Perbedaan mendasarnya adalah consent (persetujuan). Tanpa itu, semua komentar bernada seksual bisa jatuh menjadi pelecehan.
Bagaimana Mengatasi Catcalling?
Mengatasi catcalling bukan hanya urusan korban, tapi tanggung jawab bersama. Beberapa langkah yang bisa dilakukan:
1. Kesadaran Kolektif
Masyarakat perlu mengubah pola pikir: catcalling bukan pujian. Media, sekolah, dan komunitas bisa berperan dalam edukasi.
2. Dukungan pada Korban
Jangan menyalahkan korban dengan komentar seperti “mungkin bajunya terlalu terbuka.” Pelecehan selalu kesalahan pelaku, bukan korban.
3. Intervensi Aman (Bystander Intervention)

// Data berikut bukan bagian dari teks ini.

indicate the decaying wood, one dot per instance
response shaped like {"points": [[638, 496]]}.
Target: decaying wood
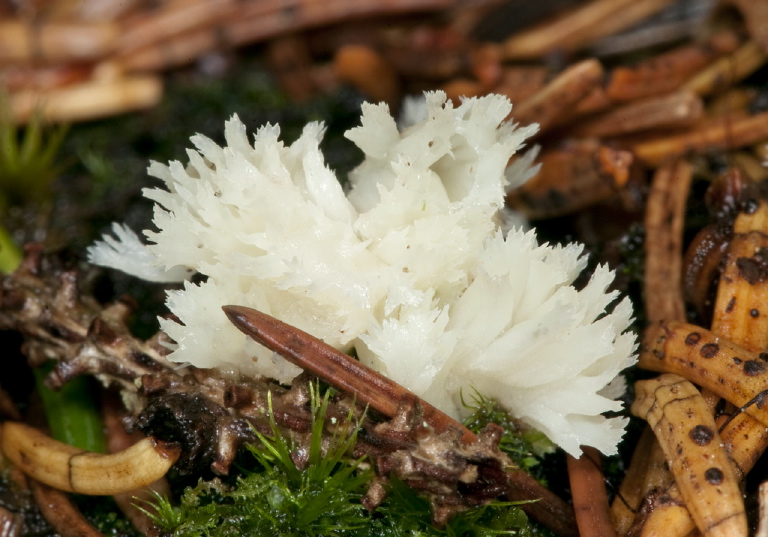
{"points": [[386, 396], [718, 134], [631, 492], [21, 41], [728, 70], [571, 178], [521, 82], [664, 219], [118, 440], [367, 70], [41, 300], [668, 71], [731, 371], [743, 437], [555, 100], [573, 29], [755, 15], [741, 315], [61, 513], [21, 77], [590, 500], [89, 99], [674, 110], [762, 528], [688, 436]]}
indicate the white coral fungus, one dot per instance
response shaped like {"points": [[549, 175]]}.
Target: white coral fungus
{"points": [[410, 267]]}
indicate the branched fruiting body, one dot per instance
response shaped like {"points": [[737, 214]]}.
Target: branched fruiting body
{"points": [[42, 301], [688, 436]]}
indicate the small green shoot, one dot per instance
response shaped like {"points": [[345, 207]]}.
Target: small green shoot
{"points": [[73, 412], [27, 158], [525, 448]]}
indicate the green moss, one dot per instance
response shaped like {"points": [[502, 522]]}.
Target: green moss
{"points": [[275, 497]]}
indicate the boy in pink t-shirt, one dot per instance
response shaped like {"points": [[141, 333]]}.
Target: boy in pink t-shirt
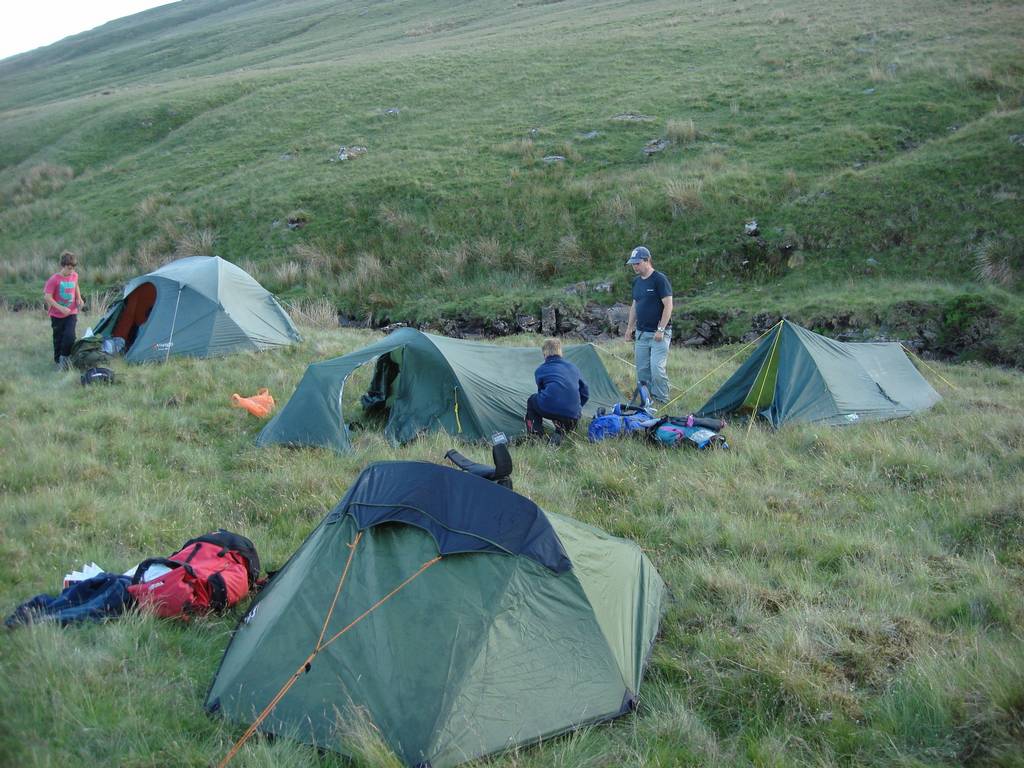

Jika melihat catcalling, orang sekitar bisa memberi dukungan pada korban—misalnya dengan hadir di sampingnya atau mengalihkan perhatian.
4. Hukum yang Tegas
Implementasi UU TPKS harus diperkuat, termasuk mekanisme pelaporan yang mudah dan aman.
5. Refleksi Individu
Bagi laki-laki, penting bertanya pada diri sendiri: “Apakah komentar ini akan membuat orang lain nyaman?” Jika tidak, sebaiknya diam.
Jalan Panjang Menuju Ruang Publik yang Aman
Catcalling adalah pintu kecil yang membuka pada diskusi lebih luas tentang siapa yang merasa aman di ruang publik, dan siapa yang tidak. Selama pelecehan verbal masih dianggap lumrah, maka ruang publik tidak akan pernah netral.

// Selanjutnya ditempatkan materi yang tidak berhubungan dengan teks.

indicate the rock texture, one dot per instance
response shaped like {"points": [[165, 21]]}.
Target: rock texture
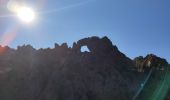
{"points": [[64, 73], [148, 62]]}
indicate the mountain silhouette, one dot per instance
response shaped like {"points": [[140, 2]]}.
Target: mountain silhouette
{"points": [[67, 73]]}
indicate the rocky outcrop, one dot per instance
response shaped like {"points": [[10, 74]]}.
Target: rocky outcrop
{"points": [[64, 73], [150, 61]]}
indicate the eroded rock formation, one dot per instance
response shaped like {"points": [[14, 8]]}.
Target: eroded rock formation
{"points": [[150, 61], [64, 73]]}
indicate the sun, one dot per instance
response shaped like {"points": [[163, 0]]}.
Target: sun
{"points": [[26, 14]]}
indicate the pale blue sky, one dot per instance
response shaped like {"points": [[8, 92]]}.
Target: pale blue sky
{"points": [[137, 27]]}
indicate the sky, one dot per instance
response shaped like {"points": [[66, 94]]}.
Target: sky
{"points": [[137, 27]]}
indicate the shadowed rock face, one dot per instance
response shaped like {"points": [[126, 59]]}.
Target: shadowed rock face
{"points": [[64, 73], [150, 61]]}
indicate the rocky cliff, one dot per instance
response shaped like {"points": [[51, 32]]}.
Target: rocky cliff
{"points": [[63, 73]]}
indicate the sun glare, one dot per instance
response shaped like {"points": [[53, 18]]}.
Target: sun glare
{"points": [[25, 14]]}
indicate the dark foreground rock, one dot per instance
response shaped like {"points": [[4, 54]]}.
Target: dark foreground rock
{"points": [[64, 73]]}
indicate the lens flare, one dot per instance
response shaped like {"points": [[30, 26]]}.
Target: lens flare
{"points": [[26, 14]]}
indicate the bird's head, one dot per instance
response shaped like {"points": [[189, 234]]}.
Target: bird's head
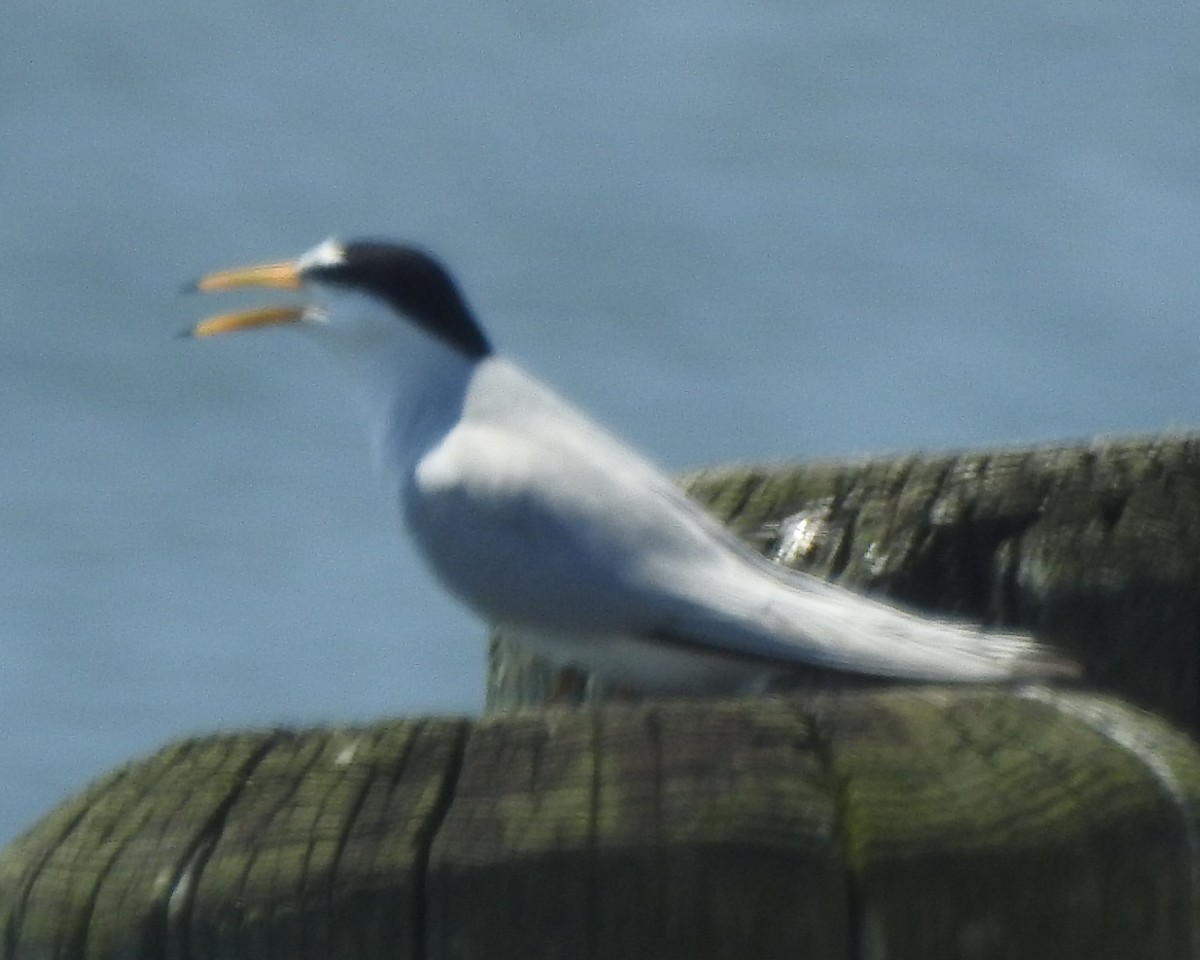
{"points": [[360, 292]]}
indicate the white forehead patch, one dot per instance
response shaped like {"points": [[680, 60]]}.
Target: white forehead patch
{"points": [[329, 253]]}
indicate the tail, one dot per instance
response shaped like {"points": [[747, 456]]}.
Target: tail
{"points": [[803, 621]]}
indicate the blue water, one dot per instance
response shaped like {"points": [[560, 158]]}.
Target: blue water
{"points": [[748, 231]]}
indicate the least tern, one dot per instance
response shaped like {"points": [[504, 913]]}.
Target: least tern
{"points": [[549, 527]]}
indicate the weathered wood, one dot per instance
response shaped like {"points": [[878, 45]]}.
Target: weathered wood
{"points": [[924, 823], [912, 822], [1093, 547]]}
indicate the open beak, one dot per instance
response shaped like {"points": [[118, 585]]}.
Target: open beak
{"points": [[275, 275]]}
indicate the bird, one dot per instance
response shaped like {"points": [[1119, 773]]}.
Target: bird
{"points": [[550, 528]]}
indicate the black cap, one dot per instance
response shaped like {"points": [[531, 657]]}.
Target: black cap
{"points": [[414, 283]]}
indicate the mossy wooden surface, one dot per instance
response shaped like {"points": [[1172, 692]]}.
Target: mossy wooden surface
{"points": [[1093, 547], [907, 822], [922, 823]]}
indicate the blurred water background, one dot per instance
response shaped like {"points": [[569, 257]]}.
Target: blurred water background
{"points": [[733, 231]]}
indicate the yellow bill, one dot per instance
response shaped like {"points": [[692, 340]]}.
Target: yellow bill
{"points": [[247, 319], [283, 275]]}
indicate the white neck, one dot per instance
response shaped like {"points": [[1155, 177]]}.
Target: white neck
{"points": [[409, 384]]}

Perlu ada kesadaran bahwa jalan raya, trotoar, halte, atau taman bukan panggung hiburan bagi ego seksual seseorang. Mereka adalah ruang bersama, tempat semua orang berhak merasa aman tanpa harus dihantui siulan atau komentar yang merendahkan.
Penutup
Catcalling mungkin tampak ringan bagi sebagian orang, tapi ia adalah bentuk pelecehan yang nyata. Ia mencerminkan ketidaksetaraan, membatasi kebebasan bergerak, dan menciptakan rasa tidak aman.
Menghentikan catcalling bukan sekadar menutup mulut, tapi juga membuka kesadaran. Bahwa setiap tubuh adalah milik individu, bukan milik publik. Bahwa jalanan seharusnya bukan arena pelecehan, tapi ruang hidup yang setara.
Seperti kata sebuah slogan kampanye internasional:
“My dress is not a yes, my walk is not an invitation, and my smile is not consent.”
Catcalling bukan pujian. Ia pelecehan, dan sudah saatnya kita berhenti menganggapnya sepele.